To analyze groin and abdominal strain injuries retrospectively among elite male hockey players in the National Hockey League (NHL) over six seasons of play (1991/92 to 1996/97).
Retrospective case series design.
The NHL participants were an inclusive sample of 7,050 NHL hockey players who played in the NHL from the 1991/92 to the 1996/97 seasons. A subset of 2,600 NHL hockey players who played from the 1995/96 to the 1996/97 seasons was further analyzed.
Main Outcome Measures:
The injury definition for groin/abdominal strain injury included any injury recorded as a muscle strain injury involving a muscle in any of the abdominal, hip flexor, or hip adductor muscle groups. Femoral, abdominal, and inguinal hernias were also included. Cumulative incidence rates over six seasons of play in the NHL and incidence densities over two seasons of play in the NHL are reported. Specific injury parameters examined included muscle region, time in season, type of session, reinjury, time period in session, position of play, player's experience, mechanism of injury, and time loss.

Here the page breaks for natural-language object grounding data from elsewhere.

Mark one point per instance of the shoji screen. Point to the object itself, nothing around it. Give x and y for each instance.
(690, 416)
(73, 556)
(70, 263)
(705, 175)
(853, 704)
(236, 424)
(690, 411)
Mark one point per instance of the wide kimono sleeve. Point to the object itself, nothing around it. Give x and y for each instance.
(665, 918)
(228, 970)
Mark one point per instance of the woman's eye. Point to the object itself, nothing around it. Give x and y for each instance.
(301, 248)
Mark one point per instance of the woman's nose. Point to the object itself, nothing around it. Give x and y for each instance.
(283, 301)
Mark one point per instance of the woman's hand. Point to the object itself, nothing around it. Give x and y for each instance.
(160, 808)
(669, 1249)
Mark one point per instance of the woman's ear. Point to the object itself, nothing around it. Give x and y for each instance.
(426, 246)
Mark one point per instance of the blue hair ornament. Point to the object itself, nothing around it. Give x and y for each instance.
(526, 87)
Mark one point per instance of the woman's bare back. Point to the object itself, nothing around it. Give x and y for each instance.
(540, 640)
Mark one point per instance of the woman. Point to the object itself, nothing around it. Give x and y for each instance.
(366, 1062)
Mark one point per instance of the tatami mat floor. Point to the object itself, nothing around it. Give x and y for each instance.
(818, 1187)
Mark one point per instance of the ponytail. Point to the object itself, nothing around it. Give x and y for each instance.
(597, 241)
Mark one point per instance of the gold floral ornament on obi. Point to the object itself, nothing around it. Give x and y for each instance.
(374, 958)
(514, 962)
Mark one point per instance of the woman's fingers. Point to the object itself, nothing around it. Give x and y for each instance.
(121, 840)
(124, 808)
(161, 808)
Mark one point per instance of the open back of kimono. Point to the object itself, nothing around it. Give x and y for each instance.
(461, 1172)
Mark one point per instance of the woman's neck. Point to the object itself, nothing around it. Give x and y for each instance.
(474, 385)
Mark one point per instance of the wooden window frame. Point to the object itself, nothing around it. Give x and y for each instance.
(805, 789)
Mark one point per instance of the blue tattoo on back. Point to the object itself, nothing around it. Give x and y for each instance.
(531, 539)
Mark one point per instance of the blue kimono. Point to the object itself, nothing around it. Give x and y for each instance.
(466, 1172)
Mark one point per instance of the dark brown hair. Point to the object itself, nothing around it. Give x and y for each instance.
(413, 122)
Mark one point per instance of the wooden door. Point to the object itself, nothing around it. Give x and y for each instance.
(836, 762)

A total of 617 groin/abdominal strain injuries were reported in the NHL over six seasons of play. The cumulative incidence rate in the NHL increased over 6 years of play from 12.99 injuries/100 players/year in the 1991/92 season to 19.87 injuries/100 players/year in the 1996/97 season. The rate of increase was 1.32 (95% confidence interval −0.58, 3.21) injuries/100 players/year. The incidence density of groin/abdominal injury during NHL training camp was five times that during the regular season and 20 times that during the postseason. The incidence density in the NHL during games was six times that during practice. The majority of injuries reported were adductor groin muscle strains. The proportion of injuries reported that were recurrent was 23.5%. There was no significant difference in proportion of injuries reported by time period within a session. The mechanism of injury recorded was non-contact in nature in >90% of injuries reported. Mean time loss due to injury was significantly greater for abdominal injuries (10.59 sessions) than for groin injuries (6.59 sessions). A conservative estimate of the impact of groin/abdominal injury on each NHL team is a game loss of 25 player games/year.
The impact of groin and abdominal strain injury at an elite level of play in hockey is significant and increasing. Future research in this area is needed to identify risk factors and potentially implement prevention strategies to reduce groin and abdominal strain injury at all levels of play.